Sons uniam-se distantes em perfeição. Sinos por si não haveriam de despertar-me. Quanto ao celular, esse teima em tirar minha paz, tomar meu sono. Por vezes esperei outro toque da voz suave a quem destino versos, pessoalmente ou via o número ao qual não devo ou posso discar. O toque “malemolente” de quem me lê, o cheiro azul-púrpura de seu sorriso me levando ao desejo incontrolável de não saber do amanhã. Mas, essa noite, não. Precisava descansar, misturar tonalidades em aquarela restante e respirar o sabor em mãos perfume adolescente, recém renascidas mãos ao tocar seu rosto. A palma da mão escorregando em minha face, desconhecedora do poder sobre mim. Sem percepção ou desejo, numa intensidade frenética, palavras ditas badalam sinos do passado. Visitas quase que diárias, blusas folgadas delineando curvas num bailar de cabelos cheios em sensualidade pela rua onde sempre transitei.
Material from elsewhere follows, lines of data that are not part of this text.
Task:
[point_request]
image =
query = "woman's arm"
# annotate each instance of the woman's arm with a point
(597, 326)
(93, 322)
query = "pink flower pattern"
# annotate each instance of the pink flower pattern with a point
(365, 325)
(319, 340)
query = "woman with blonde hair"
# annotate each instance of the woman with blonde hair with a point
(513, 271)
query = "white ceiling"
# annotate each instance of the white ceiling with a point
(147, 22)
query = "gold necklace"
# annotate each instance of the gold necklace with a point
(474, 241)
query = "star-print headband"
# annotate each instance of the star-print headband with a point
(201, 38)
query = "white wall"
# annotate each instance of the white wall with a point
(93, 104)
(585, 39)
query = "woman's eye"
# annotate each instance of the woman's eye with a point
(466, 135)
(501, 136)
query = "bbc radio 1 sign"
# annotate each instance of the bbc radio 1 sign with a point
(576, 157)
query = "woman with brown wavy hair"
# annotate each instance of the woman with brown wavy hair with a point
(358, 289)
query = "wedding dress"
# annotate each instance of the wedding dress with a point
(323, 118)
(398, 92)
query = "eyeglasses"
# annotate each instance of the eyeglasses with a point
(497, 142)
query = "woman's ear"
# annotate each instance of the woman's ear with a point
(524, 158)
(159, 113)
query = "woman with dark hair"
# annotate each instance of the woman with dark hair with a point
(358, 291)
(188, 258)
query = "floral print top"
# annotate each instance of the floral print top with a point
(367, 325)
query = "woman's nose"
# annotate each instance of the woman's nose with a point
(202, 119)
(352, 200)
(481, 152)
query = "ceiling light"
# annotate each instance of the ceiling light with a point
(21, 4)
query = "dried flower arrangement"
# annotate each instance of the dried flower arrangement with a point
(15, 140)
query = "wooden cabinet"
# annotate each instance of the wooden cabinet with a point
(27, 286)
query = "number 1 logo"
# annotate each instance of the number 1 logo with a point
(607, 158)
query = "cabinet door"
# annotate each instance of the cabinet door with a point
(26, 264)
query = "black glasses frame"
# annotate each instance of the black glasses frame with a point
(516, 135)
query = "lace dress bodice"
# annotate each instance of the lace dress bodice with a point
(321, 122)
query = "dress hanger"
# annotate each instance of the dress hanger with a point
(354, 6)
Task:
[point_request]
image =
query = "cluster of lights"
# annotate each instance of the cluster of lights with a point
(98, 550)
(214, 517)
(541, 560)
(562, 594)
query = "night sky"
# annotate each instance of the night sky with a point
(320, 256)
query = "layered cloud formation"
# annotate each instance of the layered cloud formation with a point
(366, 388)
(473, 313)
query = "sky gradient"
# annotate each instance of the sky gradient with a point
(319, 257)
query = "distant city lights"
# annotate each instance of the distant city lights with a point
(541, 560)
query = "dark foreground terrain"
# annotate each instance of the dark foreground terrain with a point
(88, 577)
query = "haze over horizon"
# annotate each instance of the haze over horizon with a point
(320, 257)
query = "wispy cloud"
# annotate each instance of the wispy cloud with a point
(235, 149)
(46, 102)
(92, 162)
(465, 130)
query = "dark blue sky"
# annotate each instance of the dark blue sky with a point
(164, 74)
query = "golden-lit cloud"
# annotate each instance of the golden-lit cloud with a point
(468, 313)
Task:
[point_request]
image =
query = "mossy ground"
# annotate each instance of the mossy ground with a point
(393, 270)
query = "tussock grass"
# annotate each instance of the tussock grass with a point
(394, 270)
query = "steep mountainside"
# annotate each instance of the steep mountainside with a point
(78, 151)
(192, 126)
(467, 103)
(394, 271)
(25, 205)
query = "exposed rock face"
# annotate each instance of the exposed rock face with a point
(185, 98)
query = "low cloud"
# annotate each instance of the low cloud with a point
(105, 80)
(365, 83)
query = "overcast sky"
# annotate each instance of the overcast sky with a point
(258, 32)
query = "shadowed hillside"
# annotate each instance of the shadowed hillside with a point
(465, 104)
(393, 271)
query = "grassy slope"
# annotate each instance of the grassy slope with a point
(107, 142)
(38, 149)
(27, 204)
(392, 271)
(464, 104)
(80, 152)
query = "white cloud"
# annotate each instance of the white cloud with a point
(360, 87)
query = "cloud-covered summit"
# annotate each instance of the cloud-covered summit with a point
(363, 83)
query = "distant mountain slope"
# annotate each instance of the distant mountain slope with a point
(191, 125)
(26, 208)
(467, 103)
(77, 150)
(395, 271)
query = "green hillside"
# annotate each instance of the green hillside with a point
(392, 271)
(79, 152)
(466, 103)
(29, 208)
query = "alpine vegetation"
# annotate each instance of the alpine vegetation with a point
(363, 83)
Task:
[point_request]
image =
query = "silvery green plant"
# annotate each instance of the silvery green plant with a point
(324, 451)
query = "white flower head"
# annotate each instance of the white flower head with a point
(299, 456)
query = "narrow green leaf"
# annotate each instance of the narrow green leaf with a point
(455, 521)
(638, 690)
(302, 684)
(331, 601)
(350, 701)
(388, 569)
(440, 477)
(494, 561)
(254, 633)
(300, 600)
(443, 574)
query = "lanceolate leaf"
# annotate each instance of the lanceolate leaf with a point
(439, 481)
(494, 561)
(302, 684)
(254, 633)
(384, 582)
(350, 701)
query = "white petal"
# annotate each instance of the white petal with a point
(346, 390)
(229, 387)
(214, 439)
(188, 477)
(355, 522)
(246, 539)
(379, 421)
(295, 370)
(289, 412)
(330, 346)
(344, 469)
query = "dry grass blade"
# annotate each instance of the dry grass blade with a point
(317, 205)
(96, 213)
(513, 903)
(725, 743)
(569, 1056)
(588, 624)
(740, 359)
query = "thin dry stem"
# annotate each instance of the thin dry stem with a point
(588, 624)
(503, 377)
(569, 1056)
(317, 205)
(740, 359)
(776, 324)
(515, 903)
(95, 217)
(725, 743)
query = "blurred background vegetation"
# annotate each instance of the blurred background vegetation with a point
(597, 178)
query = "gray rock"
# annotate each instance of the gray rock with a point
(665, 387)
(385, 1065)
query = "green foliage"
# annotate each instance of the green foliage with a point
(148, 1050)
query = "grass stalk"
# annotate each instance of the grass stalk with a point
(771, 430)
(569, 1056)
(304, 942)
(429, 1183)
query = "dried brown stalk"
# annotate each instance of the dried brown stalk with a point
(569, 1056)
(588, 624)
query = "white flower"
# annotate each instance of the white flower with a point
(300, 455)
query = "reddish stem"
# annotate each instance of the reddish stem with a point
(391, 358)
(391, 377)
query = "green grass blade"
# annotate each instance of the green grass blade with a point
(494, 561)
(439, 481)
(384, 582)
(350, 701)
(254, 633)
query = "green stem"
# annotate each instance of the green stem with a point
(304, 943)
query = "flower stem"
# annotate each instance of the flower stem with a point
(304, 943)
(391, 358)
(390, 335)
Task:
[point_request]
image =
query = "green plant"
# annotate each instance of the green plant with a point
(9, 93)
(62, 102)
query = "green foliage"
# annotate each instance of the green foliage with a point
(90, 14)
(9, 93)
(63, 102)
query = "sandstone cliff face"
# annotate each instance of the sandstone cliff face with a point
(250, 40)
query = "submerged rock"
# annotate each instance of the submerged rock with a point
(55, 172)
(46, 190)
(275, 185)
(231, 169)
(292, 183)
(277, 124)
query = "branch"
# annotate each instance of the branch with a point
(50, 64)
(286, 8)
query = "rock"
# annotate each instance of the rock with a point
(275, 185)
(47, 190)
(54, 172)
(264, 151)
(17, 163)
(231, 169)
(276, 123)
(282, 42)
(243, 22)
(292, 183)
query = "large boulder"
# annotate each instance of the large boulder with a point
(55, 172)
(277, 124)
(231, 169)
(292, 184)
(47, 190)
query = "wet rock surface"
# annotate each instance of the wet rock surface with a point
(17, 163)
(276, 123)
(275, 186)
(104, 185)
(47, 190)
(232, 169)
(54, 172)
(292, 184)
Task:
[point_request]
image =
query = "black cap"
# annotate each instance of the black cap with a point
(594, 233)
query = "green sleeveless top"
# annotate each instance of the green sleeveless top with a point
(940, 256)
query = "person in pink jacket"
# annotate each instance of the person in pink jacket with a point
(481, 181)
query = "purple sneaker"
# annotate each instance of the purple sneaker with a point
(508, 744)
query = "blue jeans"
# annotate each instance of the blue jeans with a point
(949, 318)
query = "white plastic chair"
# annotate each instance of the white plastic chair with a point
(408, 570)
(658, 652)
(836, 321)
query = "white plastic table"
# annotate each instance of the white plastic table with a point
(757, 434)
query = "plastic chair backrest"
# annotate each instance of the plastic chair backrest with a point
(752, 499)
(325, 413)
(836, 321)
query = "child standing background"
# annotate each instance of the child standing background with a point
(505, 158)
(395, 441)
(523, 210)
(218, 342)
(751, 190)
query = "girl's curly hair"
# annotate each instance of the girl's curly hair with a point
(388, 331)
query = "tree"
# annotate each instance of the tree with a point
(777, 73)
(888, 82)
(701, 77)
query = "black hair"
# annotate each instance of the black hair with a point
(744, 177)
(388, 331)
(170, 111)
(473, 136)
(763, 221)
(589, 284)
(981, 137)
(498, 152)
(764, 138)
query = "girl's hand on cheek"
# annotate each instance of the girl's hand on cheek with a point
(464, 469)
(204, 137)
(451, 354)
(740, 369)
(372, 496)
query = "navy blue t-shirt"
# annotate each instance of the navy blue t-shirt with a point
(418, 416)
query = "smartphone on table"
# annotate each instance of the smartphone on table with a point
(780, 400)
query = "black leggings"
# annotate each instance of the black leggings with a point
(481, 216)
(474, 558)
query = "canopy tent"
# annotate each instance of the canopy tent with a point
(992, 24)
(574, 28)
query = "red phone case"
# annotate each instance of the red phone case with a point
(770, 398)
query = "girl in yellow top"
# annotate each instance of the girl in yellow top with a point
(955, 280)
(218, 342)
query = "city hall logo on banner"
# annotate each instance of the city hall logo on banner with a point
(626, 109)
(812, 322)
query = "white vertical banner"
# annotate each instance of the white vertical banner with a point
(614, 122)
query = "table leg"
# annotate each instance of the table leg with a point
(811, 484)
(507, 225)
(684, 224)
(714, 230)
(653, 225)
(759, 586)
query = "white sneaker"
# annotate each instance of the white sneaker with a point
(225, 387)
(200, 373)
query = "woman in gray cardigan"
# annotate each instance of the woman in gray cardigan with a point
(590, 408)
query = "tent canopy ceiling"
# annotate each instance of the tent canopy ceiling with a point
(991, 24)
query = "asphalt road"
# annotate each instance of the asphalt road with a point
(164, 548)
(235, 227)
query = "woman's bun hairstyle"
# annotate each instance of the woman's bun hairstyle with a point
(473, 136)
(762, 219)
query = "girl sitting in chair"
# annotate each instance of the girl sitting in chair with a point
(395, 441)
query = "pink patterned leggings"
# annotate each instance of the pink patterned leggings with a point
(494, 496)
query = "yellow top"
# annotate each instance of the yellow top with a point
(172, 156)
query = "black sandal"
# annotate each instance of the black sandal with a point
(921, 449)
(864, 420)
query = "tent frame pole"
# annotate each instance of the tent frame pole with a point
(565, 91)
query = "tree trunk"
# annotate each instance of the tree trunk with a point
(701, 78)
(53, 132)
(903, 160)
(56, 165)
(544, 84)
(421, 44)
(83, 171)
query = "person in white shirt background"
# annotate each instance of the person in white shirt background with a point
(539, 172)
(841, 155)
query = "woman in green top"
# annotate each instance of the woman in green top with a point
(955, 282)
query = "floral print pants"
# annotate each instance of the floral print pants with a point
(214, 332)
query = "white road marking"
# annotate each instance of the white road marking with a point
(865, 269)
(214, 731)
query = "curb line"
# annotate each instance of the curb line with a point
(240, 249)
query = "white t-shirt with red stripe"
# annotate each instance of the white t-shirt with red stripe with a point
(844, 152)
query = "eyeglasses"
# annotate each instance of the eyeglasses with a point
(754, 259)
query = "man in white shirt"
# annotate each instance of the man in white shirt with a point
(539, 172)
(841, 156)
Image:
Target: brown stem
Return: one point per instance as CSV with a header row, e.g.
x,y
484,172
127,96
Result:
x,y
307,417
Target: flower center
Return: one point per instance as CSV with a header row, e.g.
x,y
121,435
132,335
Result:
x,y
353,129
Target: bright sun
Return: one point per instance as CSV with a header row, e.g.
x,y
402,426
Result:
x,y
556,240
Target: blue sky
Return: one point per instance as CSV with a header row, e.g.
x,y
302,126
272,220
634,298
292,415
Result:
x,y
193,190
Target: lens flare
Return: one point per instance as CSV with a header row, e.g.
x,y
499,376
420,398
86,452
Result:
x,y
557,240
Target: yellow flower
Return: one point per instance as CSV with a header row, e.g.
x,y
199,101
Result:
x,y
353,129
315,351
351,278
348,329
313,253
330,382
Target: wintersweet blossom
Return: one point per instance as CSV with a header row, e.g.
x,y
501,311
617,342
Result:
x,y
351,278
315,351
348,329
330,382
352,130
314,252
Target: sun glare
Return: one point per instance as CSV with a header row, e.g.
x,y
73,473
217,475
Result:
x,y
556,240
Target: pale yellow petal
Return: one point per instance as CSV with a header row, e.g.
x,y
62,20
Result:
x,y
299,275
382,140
A ausência de sua voz agitada “passeando” de rouca a estridente remete a fachada simples da (na) calçada telespectadora desses passos apressados sugerindo cuidado nas calçadas desconhecidas a mim no final do nosso mais breve encontro . A vida sem minhas lembranças no “brilho eterno” da lembrança em mim assistindo pela calçada, você, pela janela, pegar o celular, ligar pra outro alguém. Olhando pela janela, Patrícia fez surgir uma alegria imensurável em meu coração.Com camisa pólo, essa noite, senti frio.
Helder Santos
08:00 pm
09-09-2011
2 comentários:
Que Patrícia de sorte...
É!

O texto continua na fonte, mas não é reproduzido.